Orbites, a Quarterly edited by Daniel Riche and Gérard Klein. Paris: Nouvelles Editions Oswald, 1982. 200 p. each issue. FF39.00.--This is a new journal published in France by two major SF writers and editors. After a number of failed attempts at launching a quality journal of SF, we do hope that the new formula will be successful. In its second issue Orbites published a number of short stories by Moorcock, Matheson, Robert F. Young, and Scott Baker. Half of the issue is devoted to critical surveys (on heroic fantasy in this case), notes, and reviews.

Jacques Bisceglia (with the help of Roland Buret for SF) Trésors du roman policier, de la science-fiction et du fantastique: catalogue encyclopedique Paris: Les Editions de l'amateur, 1981. 431p. FF135.00.--This bibliographical catalogue attempts to provide a complete listing of all that has ever been published in French in detective fiction' SF, and fantasy. The authors do recognize that this compilation of 25,000 titles or so, with a grouping by series and publishers, still presents gaps and errors. As it stands, however, their work is a mine of information that will be welcomed by collectors and second-hand booksellers as well as by university scholars. An average price on the second-hand bookmarket is provided where possible.

Koinos Kosmos, edited by Klaus Johansen. Odense, no. 2:1982. US $1.00 per issue.--This fanzine, published in English by a Danish fan, Mr.
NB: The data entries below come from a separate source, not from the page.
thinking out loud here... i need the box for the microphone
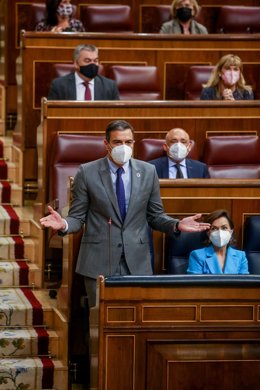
[108,218,112,276]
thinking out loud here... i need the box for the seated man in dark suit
[48,43,120,100]
[149,128,209,178]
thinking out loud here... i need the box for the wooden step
[33,290,68,366]
[0,327,59,358]
[0,137,23,186]
[0,357,68,390]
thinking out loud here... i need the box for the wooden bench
[4,0,260,124]
[14,30,260,185]
[34,99,260,216]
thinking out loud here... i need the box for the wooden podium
[97,275,260,390]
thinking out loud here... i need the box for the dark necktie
[116,167,126,221]
[175,163,184,178]
[83,82,91,100]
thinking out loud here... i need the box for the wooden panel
[106,335,135,390]
[34,99,260,218]
[5,1,260,117]
[15,32,260,158]
[107,306,136,323]
[98,276,260,390]
[148,342,260,390]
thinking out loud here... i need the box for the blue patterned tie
[116,167,126,221]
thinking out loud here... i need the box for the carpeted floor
[0,139,55,389]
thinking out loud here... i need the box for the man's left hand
[178,213,210,232]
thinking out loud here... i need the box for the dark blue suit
[48,72,120,100]
[149,156,209,178]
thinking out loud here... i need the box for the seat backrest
[202,136,260,179]
[80,5,133,33]
[243,216,260,274]
[108,65,161,100]
[141,5,171,33]
[50,134,106,211]
[185,66,214,100]
[216,6,260,33]
[135,138,198,161]
[167,232,206,274]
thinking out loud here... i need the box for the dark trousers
[84,254,130,308]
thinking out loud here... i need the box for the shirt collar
[107,157,130,174]
[75,71,95,86]
[168,157,187,168]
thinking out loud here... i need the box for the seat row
[23,4,260,34]
[49,134,260,214]
[36,62,260,105]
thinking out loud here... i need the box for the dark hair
[46,0,62,26]
[205,209,236,246]
[105,120,134,142]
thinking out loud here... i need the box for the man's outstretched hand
[178,213,210,232]
[40,205,66,231]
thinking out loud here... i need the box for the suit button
[118,243,122,248]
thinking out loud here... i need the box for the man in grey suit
[40,120,210,306]
[47,44,120,100]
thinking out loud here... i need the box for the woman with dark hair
[187,209,249,274]
[35,0,85,32]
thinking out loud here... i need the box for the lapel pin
[137,173,141,177]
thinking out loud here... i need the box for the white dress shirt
[75,72,95,100]
[168,158,188,178]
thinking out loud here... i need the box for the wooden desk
[15,32,260,183]
[35,99,260,208]
[98,275,260,390]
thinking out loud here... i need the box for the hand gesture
[178,214,210,232]
[40,205,66,231]
[222,88,235,101]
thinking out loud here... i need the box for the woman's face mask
[209,229,232,248]
[57,3,73,17]
[221,69,240,87]
[176,7,193,22]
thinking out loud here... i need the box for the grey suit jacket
[65,157,178,278]
[160,18,208,34]
[47,72,120,100]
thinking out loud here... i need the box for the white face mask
[209,230,232,248]
[221,70,240,87]
[111,144,132,165]
[57,4,73,17]
[169,142,188,161]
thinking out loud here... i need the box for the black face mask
[79,63,99,79]
[176,7,192,23]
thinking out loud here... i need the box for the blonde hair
[171,0,200,18]
[203,54,252,95]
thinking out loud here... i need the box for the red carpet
[17,260,29,285]
[13,235,25,259]
[0,140,3,158]
[21,287,44,326]
[0,180,11,203]
[3,204,20,234]
[0,160,7,179]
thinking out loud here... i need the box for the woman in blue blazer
[187,209,249,274]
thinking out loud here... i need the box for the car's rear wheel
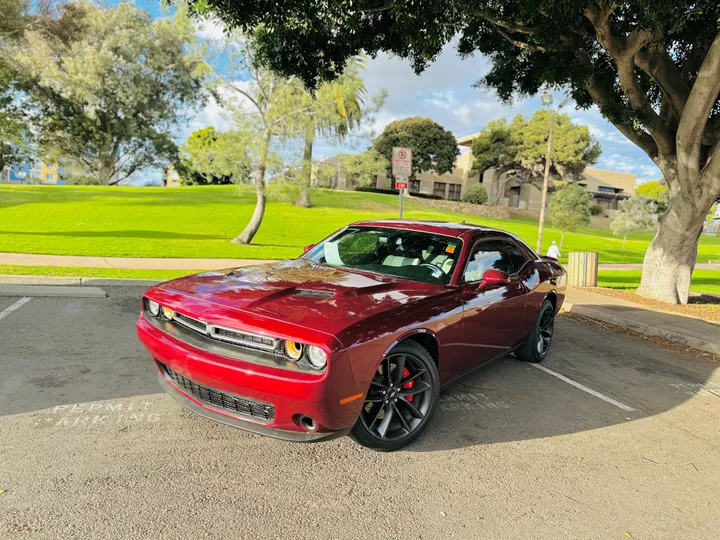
[352,341,439,451]
[516,299,555,363]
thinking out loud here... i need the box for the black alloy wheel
[516,299,556,363]
[352,341,439,451]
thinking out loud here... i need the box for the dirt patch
[578,287,720,324]
[560,312,720,364]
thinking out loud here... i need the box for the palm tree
[296,58,369,208]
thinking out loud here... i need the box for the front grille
[174,312,208,333]
[210,326,276,350]
[161,363,275,422]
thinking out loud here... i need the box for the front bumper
[137,315,364,441]
[157,369,350,442]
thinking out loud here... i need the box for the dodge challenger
[137,220,566,450]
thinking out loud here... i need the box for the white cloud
[194,18,227,41]
[182,35,664,183]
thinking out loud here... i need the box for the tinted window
[302,227,462,285]
[504,240,530,273]
[463,240,514,282]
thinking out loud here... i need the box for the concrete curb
[0,285,108,298]
[0,275,163,287]
[561,302,720,356]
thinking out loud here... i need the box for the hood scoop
[293,289,335,299]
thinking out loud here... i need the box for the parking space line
[0,297,31,322]
[531,363,636,412]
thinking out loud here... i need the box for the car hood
[158,260,445,335]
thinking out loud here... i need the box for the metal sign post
[392,147,412,220]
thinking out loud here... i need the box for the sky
[133,2,662,185]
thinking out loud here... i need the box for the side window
[504,240,531,274]
[463,240,514,282]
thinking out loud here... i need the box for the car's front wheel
[516,299,556,363]
[352,341,439,451]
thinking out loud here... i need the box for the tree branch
[585,76,658,159]
[677,33,720,179]
[491,25,547,53]
[635,47,689,122]
[479,14,538,35]
[194,45,264,115]
[584,5,674,155]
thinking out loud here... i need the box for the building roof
[456,133,480,147]
[582,167,636,194]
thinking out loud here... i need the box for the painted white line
[531,363,636,412]
[0,297,31,322]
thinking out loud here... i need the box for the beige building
[163,166,181,187]
[317,133,636,209]
[457,133,636,212]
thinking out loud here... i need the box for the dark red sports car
[137,220,566,450]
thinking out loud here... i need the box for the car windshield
[302,226,462,285]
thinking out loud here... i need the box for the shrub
[355,186,443,199]
[461,184,488,205]
[590,204,604,216]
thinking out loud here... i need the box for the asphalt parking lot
[1,287,719,539]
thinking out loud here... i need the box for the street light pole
[536,94,570,255]
[536,109,556,254]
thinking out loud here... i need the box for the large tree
[0,0,30,176]
[548,184,592,248]
[197,33,320,243]
[177,127,240,185]
[372,117,459,179]
[611,195,658,248]
[188,0,720,305]
[472,111,600,204]
[10,1,206,185]
[294,59,383,207]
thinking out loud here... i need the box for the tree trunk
[636,196,706,304]
[560,231,565,249]
[622,233,627,249]
[98,156,114,186]
[483,168,514,206]
[233,125,271,244]
[296,125,314,208]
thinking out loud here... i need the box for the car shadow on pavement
[410,317,719,452]
[1,293,718,454]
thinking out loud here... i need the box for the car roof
[349,219,501,238]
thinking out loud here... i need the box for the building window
[45,173,55,182]
[433,182,447,198]
[447,184,461,201]
[409,179,421,194]
[597,186,615,193]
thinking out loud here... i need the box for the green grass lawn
[1,184,719,263]
[0,265,194,280]
[599,270,720,294]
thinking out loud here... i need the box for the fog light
[307,346,327,369]
[146,300,160,316]
[284,340,303,361]
[162,306,174,320]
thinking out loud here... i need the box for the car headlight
[307,346,327,369]
[284,340,303,361]
[162,306,174,320]
[146,299,160,316]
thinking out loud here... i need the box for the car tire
[352,340,440,451]
[515,299,556,363]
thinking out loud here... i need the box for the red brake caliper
[402,367,415,402]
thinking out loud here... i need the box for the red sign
[395,181,408,189]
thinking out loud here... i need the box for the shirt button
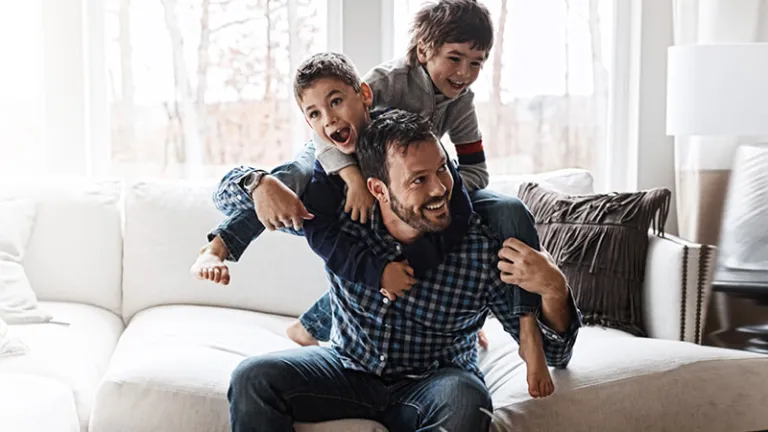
[382,297,390,304]
[380,355,386,361]
[394,243,402,252]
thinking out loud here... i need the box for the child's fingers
[359,207,368,224]
[402,263,415,277]
[351,208,360,222]
[291,216,303,231]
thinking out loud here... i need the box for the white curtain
[672,0,768,346]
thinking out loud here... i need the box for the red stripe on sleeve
[455,140,484,155]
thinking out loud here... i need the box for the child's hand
[380,260,416,300]
[344,181,375,224]
[339,165,374,224]
[253,176,314,231]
Klaus Johansen (Godthäbsgade 61/ 5000 Odense C./Denmark) stands unique in its kind for exclusively publishing critical texts on Philip K. Dick. In issue number two, an interesting polemic between Stanislaw Lem and O. Terlecki pro and against Dick has been translated.

"Special Uchronie," Imagine..., Montréal, no. 14:1982. 171p. Can. $5.00.--This is an excellent special issue of this journal, dealing with alternative future romances, a subgenre of SF that is examined in a dozen interesting essays. For information write to: J.M. Gouanvic/403 west, St.-Joseph, #21/Montréal. Ouébec/Canada H2V 2P3.

R. Reginald. Science Fiction & Fantasy Awards. First Edition. San Bernardino CA: Borgo Press ["The Borgo Reference Library," Vol. 21, 1981. 64p. $8.95 cloth, $2.95 paper.--This booklet contains a complete listing of all awards related to SF and SF film through the end of 1981, not only the American awards but also the major foreign ones.